Diocese Acts to Protect Its Young
By Raygan Swan firstname.lastname@example.org
Henderson Gleaner [Kentucky]
October 28, 2003
As a response to national sexual abuse scandals, the Catholic Diocese of Evansville has started what it called an unprecedented training session to protect youths.
The training is aimed at involving every person in the diocese by establishing and maintaining an environment that is safe for children, said Bishop Gerald A. Gettelfinger. The U.S. Conference of Catholic Bishops has mandated better protection of the church's young people. The training is one step in that direction. Also, the Evansville diocese now requires criminal background checks on every diocese employee.
Gettelfinger has said the church wants to assure people that those who work for the church are free of criminal allegations.
"We regret that any child or young person was ever abused by someone working in the name of the church," Gettelfinger said. "We are committed to healing these wounds and, to the best of our ability, see that this does not happen again."
The training is being conducted for youth protection coordinators in parishes and schools throughout the 12 counties in the Evansville diocese.
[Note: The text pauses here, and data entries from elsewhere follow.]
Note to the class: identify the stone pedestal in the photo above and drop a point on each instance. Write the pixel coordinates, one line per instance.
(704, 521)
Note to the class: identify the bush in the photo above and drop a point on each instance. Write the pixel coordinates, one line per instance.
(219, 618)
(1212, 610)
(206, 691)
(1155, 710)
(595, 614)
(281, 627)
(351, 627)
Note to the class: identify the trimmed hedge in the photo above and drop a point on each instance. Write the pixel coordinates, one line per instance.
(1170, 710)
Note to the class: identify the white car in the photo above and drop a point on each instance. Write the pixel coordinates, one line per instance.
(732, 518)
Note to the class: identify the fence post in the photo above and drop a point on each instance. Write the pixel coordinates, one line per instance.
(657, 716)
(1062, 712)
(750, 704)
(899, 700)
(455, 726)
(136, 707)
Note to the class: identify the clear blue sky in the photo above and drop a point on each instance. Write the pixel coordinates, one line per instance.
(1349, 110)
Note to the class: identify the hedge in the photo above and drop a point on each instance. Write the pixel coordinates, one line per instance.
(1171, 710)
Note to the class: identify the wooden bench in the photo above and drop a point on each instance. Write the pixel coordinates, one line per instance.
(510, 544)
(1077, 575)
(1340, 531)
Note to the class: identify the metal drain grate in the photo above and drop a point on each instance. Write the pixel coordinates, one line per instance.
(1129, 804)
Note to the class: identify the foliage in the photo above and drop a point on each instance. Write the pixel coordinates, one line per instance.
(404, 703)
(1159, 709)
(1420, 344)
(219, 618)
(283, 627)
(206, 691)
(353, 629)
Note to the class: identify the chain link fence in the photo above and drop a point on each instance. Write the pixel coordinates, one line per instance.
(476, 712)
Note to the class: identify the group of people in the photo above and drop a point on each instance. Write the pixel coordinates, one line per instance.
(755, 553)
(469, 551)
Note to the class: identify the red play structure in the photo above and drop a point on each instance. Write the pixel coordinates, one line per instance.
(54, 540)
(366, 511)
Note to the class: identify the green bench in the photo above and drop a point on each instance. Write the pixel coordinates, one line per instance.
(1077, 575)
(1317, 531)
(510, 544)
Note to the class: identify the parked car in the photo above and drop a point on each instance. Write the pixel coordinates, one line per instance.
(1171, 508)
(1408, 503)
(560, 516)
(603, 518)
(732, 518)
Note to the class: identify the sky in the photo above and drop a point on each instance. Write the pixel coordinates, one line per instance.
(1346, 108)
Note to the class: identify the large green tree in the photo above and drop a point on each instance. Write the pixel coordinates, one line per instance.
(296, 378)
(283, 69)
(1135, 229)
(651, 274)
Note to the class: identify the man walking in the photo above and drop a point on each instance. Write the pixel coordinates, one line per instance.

Coordinators who receive the training will then train staff and volunteers in their parishes and schools by the end of the year. Training manuals teach diocesan members how to recognize signs of abuse or neglect - physical, sexual and emotional. The manuals outline best practices for adults who work with youths, such as having separate overnight accommodations and no one-on-one contact. It is the policy of the Evansville diocese to report any allegation of abuse to police and child protective services, and to inform the bishop's office. Anyone who admits to sexual misconduct will be removed from his assignment, according to policy. In the last decade, four priests or members of the diocese have been removed as the result of sexual misconduct allegations, said Paul R. Leingang, director of communications.
In 2002, two members were investigated for sexual misconduct, but the allegations were never substantiated. The diocese review board allowed the members to return, he said.